Public evenings Tout Lui Faut Foundation

Publieksavonden Stichting Tout Lui Faut

Two years ago, Maartje Duin created the podcast series “The plantation of my ancestors”. In this podcast (Prospektor/VPRO, 2020), she searches for traces of the slavery past in her family history. She discovers that her great-great-grandmother held a share in the Surinamese sugar plantation Tout Lui Faut and seeks contact with descendants of the enslaved. Together with Peggy Bouva, she reconstructs this history. At the end, they bring their families together.

The series is one of the best-listened-to Dutch-language podcasts and won several awards. It inspired many listeners to look for traces of the slavery past in their own family history.

Dialogue

Following the series, Maartje founded the Tout Lui Faut Foundation in June 2021 together with Peggy Bouva and Rehana Ganga. The foundation aims to bring about a permanent change in the historical knowledge and perception of Dutch people. It does so in the conviction that, as a society, we can only move forward from togetherness. It wants to continue the dialogue that arose following the podcast “The plantation of my ancestors” in a sustainable way.

The foundation organises public evenings to make the personal involvement of Dutch people with the history of slavery visible and open to debate. These evenings are always marked by dialogue. The public is actively involved by talking to each other in groups.

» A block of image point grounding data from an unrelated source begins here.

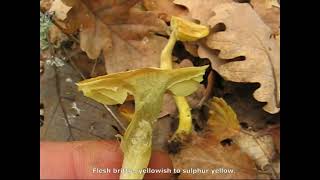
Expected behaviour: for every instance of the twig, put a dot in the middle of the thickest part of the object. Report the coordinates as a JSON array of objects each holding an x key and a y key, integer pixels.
[{"x": 52, "y": 52}]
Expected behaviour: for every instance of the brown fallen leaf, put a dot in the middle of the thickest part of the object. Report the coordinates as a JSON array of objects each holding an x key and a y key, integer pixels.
[
  {"x": 164, "y": 8},
  {"x": 60, "y": 9},
  {"x": 55, "y": 36},
  {"x": 249, "y": 111},
  {"x": 269, "y": 13},
  {"x": 115, "y": 27},
  {"x": 207, "y": 153},
  {"x": 223, "y": 120},
  {"x": 259, "y": 148},
  {"x": 252, "y": 41},
  {"x": 231, "y": 39},
  {"x": 87, "y": 67},
  {"x": 201, "y": 10},
  {"x": 68, "y": 115},
  {"x": 204, "y": 151}
]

Other activities of the foundation include facilitating meetings between descendants of both sides of the slavery past and giving guest lectures at schools.

Public evenings

This year, the foundation organised three public evenings in Zeeland. The first took place on March 30 in Middelburg’s Civic Hall with former newsreader Noraly Beyer and former GP Jan de la Hayze in attendance. Jan was descended from Evert van Emden, a plantation owner who kept domestic servants in slavery. One of them was Noraly’s foremother Sophietje. When Evert’s wife died in childbirth, Sophietje became his son Egbert’s wet-nurse.

Over a century and a half later, their descendants felt they had a distinct bond with each other. Jan: “At the end it dawned on me, and that moved me, that our ancestors drank milk from the same mother’s breast.”

The second meeting took place on July 6 at the MuZEEum in Vlissingen. Discussions were held with Maartje’s mother Albertine Duin – van Lynden, psychiatrist Glenn Helberg and Angelique Duijndam of Anti Discrimination Bureau Zeeland on the impact of the slavery past.

The third meeting will take place on October 21 Jochem Sprenger as guest. Following the podcast, he went looking for the slavery past of his patrician family from Zeeland. “Well, I was shocked by the enormity of it. (…) It was as if an entire bookcase fell on me.”

These meetings were made possible thanks to a financial contribution from the Hurgronje Family Fund.